The problem, specialists say, is that the president’s plan simply won’t work.

According to Human Rights Watch’s Asia director Phelim Kine, Jokowi makes a “serious mistake in his assessment of the facts.”

“All studies show that death penalty for drug convicts doesn’t work as a deterrent,” he insisted during HRW’s World Report 2015 launch in Jakarta. More than 30 Indonesian organizations working with drug addicts sent a letter to the president to argue the same case: Death penalty and executions of drug convicts they wrote, “have failed” to reduce the numbers of drug trafficking and of drug addicts in the country.

Kine also notes the “extreme hypocrisy” of the Indonesian authorities, who spend fortunes to save Indonesians on death row abroad from being executed, particularly in Saudi Arabia. Last April, the government paid nearly $2 million in “blood money” so a domestic worker convicted of killing her Saudi employer would be spared.

Why should clemency only apply to those on death row overseas, asks Kine, calling death penalty “cruel, barbaric, unacceptable.”

While Sukumaran and Chan have exhausted all legal recourse and their chances appear to get slimmer by the day, their families and supporters refuse to give up hope.
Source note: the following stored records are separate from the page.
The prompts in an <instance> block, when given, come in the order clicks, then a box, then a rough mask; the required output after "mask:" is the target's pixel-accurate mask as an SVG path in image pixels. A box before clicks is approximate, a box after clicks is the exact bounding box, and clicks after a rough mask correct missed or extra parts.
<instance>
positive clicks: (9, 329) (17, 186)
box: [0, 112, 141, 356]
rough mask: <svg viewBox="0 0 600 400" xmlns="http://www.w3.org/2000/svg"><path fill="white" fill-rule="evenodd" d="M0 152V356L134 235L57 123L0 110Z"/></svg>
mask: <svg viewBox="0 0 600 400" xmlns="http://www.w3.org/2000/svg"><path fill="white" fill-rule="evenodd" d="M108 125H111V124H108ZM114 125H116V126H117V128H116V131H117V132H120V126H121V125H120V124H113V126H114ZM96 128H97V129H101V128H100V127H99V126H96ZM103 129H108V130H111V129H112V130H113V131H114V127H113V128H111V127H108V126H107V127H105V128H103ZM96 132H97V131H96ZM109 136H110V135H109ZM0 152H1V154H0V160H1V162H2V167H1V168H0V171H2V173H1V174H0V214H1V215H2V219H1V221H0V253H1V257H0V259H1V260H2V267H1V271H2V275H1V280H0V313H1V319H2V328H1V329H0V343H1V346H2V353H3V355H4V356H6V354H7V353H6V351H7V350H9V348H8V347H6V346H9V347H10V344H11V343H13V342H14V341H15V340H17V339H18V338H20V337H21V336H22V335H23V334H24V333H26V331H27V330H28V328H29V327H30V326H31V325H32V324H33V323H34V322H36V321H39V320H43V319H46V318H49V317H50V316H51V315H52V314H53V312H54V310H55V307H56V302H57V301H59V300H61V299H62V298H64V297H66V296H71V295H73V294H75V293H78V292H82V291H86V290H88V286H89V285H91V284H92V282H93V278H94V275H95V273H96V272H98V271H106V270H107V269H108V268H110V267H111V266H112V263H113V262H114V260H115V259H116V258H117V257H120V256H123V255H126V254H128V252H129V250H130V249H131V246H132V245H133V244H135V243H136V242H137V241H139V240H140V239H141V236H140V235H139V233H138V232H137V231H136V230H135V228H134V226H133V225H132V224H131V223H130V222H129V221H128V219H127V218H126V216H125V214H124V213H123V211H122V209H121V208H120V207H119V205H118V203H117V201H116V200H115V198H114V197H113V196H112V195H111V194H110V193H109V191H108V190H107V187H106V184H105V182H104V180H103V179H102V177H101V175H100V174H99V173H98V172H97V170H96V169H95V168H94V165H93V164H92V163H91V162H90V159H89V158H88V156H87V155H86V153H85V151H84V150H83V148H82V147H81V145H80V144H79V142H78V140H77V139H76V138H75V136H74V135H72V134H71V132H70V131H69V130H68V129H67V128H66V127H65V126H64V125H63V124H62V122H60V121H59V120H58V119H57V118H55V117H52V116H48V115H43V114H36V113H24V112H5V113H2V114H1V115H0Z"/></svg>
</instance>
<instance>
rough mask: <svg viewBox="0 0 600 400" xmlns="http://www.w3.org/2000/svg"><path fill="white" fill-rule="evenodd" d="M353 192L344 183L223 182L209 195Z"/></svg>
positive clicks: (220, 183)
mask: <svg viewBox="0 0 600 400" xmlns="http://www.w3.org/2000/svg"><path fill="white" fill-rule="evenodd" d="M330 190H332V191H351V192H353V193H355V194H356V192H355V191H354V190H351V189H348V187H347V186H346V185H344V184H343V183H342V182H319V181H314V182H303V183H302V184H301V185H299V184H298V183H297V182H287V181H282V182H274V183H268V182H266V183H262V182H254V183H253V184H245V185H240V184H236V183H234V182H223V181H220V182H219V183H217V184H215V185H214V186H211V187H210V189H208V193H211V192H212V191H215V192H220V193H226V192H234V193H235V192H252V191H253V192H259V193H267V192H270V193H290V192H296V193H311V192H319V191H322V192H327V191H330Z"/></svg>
As Andrew’s brother Michael Chan told Australian media in January, “they were young kids, stupid kids that made a stupid mistake, that have showed over the last 10 years they have changed and reformed themselves.”

Sukumaran was arrested on his 24th birthday, Chan was 21.

Australian Prime minister Tony Abbott said both showed to be “reformed characters,” and “deserve mercy.” Andrew Chan, who his brother says is a “totally different” person, is now studying to become a pastor.

“I don’t expect him to come home tomorrow,” Michael Chan said in the same interview. “They both have done a crime and they both should pay for it, but not with their lives.”